Can I act as my own general contractor and get a construction loan?
Owner-builder loans exist but are difficult to obtain in North Carolina. Most NC lenders require a licensed general contractor (NC General Contractors license) on the project. Owner-builder applicants face higher down payment requirements (25–30%+), more rigorous documentation of construction experience, and additional lender scrutiny of the project plan and budget. For most Triangle buyers, working with a licensed builder provides both quality assurance and significantly easier access to construction financing.
Frequently Asked Questions
How much down payment do I need for a construction loan in NC?
Typically 20-25% of total project cost (land + construction). Some lenders accept less with higher rates. Land equity may count toward the down payment if the buyer already owns the lot free and clear.
Can I get a construction loan if I already own the land?
Yes. Owning the land outright strengthens your application. Land equity typically counts toward the down payment requirement, reducing the cash needed at closing.
What credit score do I need for a construction loan in North Carolina?
Most lenders require 680-720+, which is higher than conventional mortgage minimums. Stronger credit scores may qualify for better rates and more favorable terms.
What is a construction-to-permanent loan?
A single loan that funds construction and then converts to a permanent mortgage upon completion.

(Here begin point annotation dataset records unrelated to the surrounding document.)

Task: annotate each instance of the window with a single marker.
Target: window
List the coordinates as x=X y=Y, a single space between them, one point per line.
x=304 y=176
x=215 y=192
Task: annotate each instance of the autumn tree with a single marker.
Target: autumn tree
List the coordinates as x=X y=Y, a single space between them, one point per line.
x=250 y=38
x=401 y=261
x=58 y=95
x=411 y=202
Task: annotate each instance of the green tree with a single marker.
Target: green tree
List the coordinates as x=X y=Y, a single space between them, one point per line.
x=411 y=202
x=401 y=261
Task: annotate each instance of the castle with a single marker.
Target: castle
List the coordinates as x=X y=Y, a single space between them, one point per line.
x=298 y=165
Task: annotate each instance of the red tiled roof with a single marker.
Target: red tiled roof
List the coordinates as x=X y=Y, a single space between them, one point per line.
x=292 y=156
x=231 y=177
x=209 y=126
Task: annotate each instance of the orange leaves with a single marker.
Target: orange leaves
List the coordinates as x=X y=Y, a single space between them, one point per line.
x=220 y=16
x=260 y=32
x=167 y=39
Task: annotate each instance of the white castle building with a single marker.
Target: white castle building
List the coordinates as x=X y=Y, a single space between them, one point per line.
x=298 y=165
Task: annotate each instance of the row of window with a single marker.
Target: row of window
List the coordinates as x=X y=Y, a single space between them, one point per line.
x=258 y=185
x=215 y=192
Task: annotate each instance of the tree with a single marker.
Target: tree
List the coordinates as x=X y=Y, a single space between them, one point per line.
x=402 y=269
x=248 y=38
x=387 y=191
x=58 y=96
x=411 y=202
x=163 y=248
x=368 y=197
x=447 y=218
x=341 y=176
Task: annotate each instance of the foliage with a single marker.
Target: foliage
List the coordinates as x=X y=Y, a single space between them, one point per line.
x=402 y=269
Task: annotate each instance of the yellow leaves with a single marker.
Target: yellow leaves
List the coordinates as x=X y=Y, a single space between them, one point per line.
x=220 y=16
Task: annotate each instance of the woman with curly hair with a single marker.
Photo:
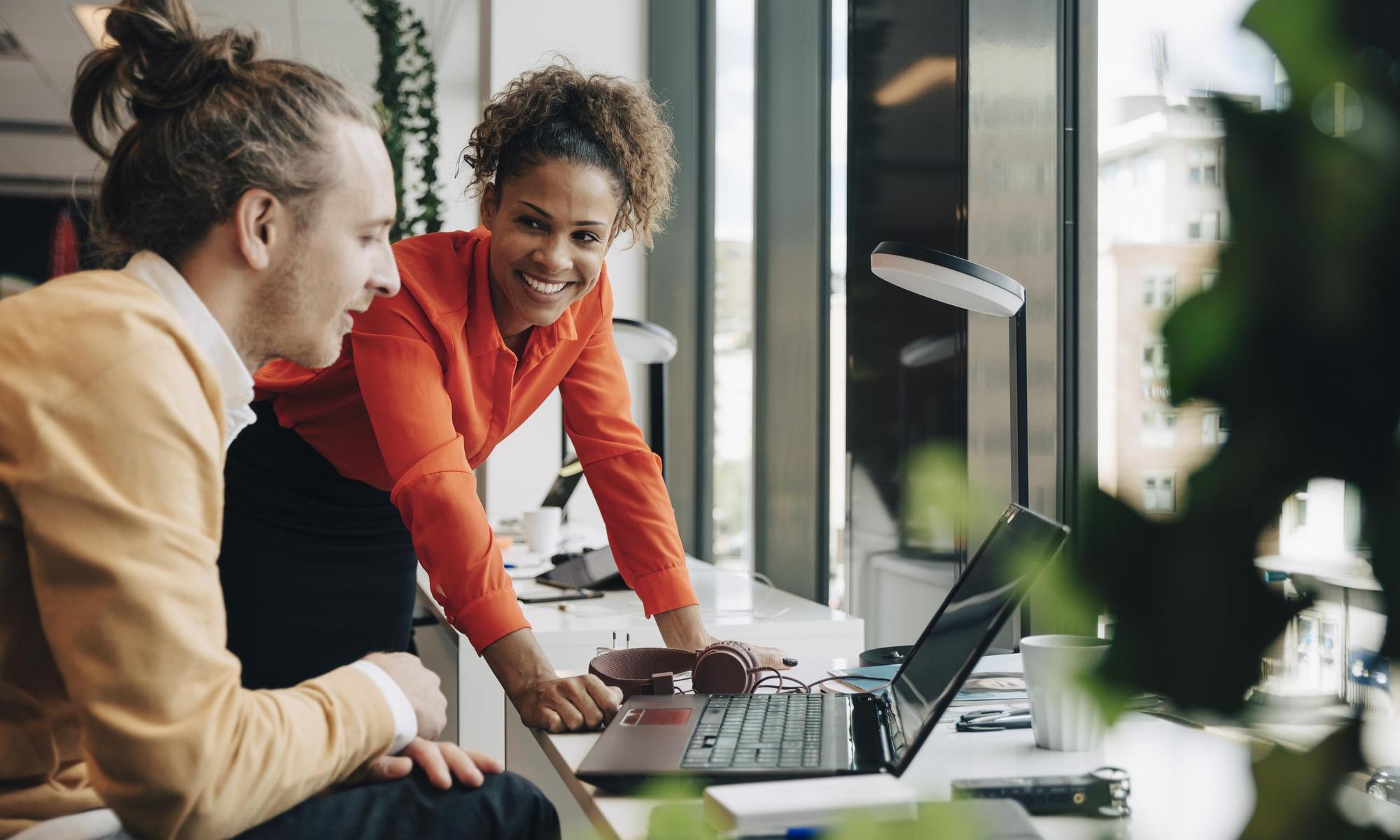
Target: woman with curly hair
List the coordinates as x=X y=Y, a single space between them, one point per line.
x=359 y=472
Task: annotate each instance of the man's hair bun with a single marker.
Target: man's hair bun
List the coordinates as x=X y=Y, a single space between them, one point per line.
x=188 y=124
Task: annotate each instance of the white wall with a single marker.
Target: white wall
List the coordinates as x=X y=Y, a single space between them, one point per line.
x=519 y=37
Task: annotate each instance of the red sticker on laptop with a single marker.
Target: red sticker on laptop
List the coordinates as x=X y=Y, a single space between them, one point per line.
x=656 y=718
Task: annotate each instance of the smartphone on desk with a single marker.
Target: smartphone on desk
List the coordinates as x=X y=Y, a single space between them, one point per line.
x=552 y=598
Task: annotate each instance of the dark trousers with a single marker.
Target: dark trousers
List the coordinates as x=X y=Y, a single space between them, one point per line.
x=318 y=570
x=505 y=808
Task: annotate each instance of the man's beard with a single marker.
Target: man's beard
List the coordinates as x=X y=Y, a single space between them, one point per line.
x=284 y=327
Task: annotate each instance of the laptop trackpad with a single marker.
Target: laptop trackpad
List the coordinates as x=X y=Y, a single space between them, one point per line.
x=656 y=718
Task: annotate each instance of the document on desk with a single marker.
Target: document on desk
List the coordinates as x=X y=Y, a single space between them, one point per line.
x=982 y=688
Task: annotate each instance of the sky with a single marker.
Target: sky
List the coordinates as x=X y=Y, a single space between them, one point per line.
x=1206 y=50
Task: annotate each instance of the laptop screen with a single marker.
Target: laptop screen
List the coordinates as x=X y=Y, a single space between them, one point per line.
x=989 y=592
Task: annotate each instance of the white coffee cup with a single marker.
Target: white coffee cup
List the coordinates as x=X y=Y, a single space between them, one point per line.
x=1065 y=715
x=542 y=530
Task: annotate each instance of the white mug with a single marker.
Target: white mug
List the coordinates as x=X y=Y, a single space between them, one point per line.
x=542 y=530
x=1065 y=716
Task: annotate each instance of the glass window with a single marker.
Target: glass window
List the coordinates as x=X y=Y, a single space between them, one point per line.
x=836 y=484
x=733 y=384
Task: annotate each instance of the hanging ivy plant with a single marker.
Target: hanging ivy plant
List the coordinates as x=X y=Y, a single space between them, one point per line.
x=408 y=103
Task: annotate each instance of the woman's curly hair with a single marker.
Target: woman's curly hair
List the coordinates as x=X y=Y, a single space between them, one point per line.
x=601 y=121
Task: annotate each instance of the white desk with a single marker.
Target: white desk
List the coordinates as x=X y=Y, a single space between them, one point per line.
x=1186 y=782
x=733 y=607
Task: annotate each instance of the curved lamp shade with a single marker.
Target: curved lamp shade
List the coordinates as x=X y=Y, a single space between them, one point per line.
x=643 y=342
x=948 y=279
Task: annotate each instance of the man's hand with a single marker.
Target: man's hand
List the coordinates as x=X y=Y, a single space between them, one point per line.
x=682 y=629
x=442 y=761
x=422 y=687
x=568 y=705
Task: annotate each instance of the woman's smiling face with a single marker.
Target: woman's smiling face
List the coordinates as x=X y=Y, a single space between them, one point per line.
x=551 y=229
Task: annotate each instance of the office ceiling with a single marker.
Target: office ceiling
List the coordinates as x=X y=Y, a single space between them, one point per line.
x=38 y=152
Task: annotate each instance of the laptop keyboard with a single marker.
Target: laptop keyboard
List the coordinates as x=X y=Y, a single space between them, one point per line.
x=757 y=732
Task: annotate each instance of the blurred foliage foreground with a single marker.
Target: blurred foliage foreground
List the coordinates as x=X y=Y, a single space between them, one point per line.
x=1294 y=342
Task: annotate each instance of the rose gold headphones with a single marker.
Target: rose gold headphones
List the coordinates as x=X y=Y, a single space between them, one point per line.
x=723 y=668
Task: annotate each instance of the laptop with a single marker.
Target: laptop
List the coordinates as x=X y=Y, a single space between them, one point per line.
x=724 y=738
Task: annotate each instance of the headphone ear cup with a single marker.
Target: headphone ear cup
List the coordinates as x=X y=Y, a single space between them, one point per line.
x=726 y=668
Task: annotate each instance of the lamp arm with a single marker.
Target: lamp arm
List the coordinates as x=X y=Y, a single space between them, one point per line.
x=1020 y=446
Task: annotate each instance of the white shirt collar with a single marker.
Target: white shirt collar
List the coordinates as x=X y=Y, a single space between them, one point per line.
x=209 y=337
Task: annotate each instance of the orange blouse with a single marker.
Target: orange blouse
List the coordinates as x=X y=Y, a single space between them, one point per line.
x=425 y=391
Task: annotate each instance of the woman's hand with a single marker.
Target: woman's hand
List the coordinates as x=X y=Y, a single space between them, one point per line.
x=682 y=629
x=545 y=699
x=568 y=704
x=442 y=761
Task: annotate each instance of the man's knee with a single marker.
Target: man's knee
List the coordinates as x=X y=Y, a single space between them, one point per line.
x=520 y=808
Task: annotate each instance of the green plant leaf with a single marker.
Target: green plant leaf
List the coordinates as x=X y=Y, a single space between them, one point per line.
x=1296 y=793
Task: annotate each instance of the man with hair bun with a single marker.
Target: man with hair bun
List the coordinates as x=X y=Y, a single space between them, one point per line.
x=356 y=474
x=248 y=205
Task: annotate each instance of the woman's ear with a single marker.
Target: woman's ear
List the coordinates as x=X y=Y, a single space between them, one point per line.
x=491 y=204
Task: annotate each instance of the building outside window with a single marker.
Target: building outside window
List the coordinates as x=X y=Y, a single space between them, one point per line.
x=1158 y=429
x=1160 y=492
x=1154 y=359
x=1160 y=289
x=1214 y=428
x=1203 y=166
x=1163 y=219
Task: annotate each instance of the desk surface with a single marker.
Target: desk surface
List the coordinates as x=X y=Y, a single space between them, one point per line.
x=1186 y=782
x=727 y=600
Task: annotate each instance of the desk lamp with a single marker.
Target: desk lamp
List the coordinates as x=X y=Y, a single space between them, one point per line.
x=643 y=342
x=978 y=289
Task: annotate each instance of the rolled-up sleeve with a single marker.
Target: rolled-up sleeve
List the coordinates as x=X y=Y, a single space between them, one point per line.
x=624 y=474
x=401 y=383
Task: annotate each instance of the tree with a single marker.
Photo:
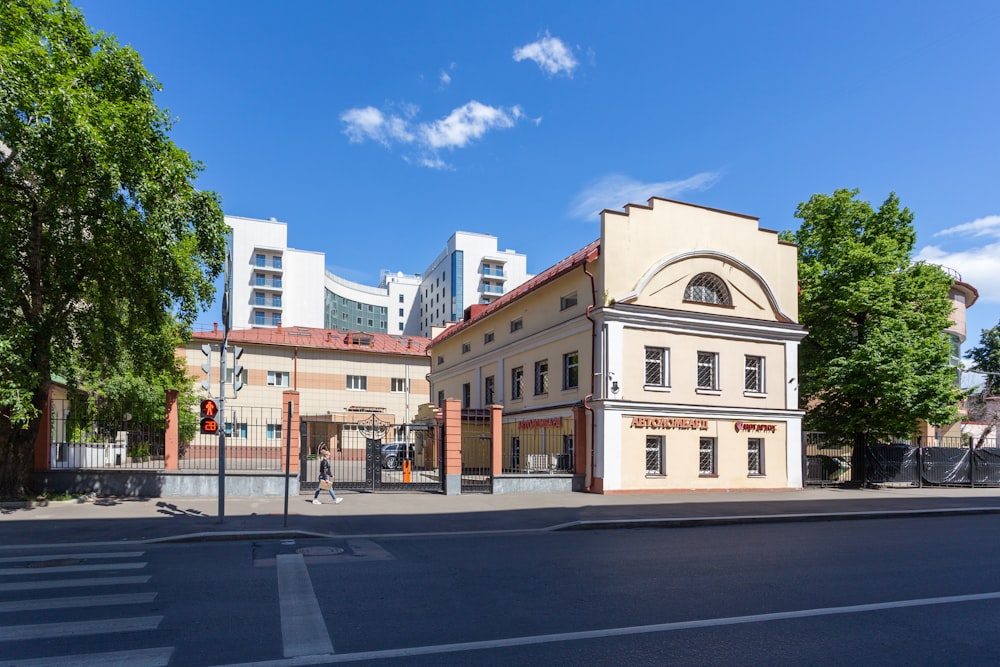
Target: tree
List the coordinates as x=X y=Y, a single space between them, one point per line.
x=107 y=248
x=982 y=405
x=876 y=360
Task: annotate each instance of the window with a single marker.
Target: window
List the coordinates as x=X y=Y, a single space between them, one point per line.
x=655 y=455
x=706 y=456
x=277 y=378
x=755 y=456
x=517 y=382
x=571 y=370
x=708 y=288
x=657 y=367
x=708 y=370
x=753 y=374
x=541 y=377
x=241 y=430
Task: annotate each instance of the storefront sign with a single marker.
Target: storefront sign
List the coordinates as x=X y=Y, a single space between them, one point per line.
x=755 y=427
x=670 y=422
x=548 y=422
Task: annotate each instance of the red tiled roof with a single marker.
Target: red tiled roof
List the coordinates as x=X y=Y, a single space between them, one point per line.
x=326 y=339
x=582 y=256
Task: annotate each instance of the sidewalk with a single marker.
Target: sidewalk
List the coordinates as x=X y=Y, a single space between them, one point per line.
x=124 y=520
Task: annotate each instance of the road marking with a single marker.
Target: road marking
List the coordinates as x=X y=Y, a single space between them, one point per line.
x=32 y=559
x=76 y=628
x=62 y=569
x=73 y=583
x=303 y=628
x=611 y=632
x=72 y=603
x=144 y=657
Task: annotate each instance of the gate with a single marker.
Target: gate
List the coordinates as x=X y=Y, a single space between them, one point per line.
x=370 y=455
x=476 y=452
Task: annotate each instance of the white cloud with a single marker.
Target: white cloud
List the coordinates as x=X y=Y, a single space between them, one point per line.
x=456 y=130
x=616 y=190
x=988 y=226
x=550 y=53
x=371 y=123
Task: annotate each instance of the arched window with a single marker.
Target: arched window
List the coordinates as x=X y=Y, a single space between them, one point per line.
x=708 y=288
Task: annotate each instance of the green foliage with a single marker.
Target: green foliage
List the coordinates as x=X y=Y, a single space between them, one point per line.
x=108 y=250
x=876 y=359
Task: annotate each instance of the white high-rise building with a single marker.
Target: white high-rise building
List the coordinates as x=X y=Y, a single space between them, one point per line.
x=276 y=285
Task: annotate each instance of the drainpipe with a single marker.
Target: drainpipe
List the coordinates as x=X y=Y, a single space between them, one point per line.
x=593 y=367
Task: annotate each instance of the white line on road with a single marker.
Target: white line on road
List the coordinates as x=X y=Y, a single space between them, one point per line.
x=76 y=602
x=73 y=583
x=77 y=628
x=611 y=632
x=36 y=558
x=303 y=628
x=143 y=657
x=62 y=569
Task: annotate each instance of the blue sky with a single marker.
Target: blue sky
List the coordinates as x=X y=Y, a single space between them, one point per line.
x=376 y=129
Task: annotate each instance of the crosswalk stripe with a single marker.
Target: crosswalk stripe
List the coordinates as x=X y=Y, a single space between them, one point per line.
x=72 y=583
x=78 y=628
x=144 y=657
x=60 y=569
x=36 y=558
x=303 y=628
x=76 y=602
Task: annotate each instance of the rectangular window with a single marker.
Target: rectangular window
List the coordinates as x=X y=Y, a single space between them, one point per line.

One closing, one set of closing costs. It is the most common construction loan type for custom homes in the Triangle.
How long does it take to get a construction loan approved?
Typically 30-60 days from complete application to closing, assuming plans, specs, builder contract, and appraisal are in order. Pre-qualification can happen faster.
Can I act as my own general contractor and get a construction loan?
Owner-builder loans exist but are difficult to obtain. Most NC lenders require a licensed general contractor. Expect higher down payment requirements (25-30%+) and additional scrutiny of the buyer's construction experience.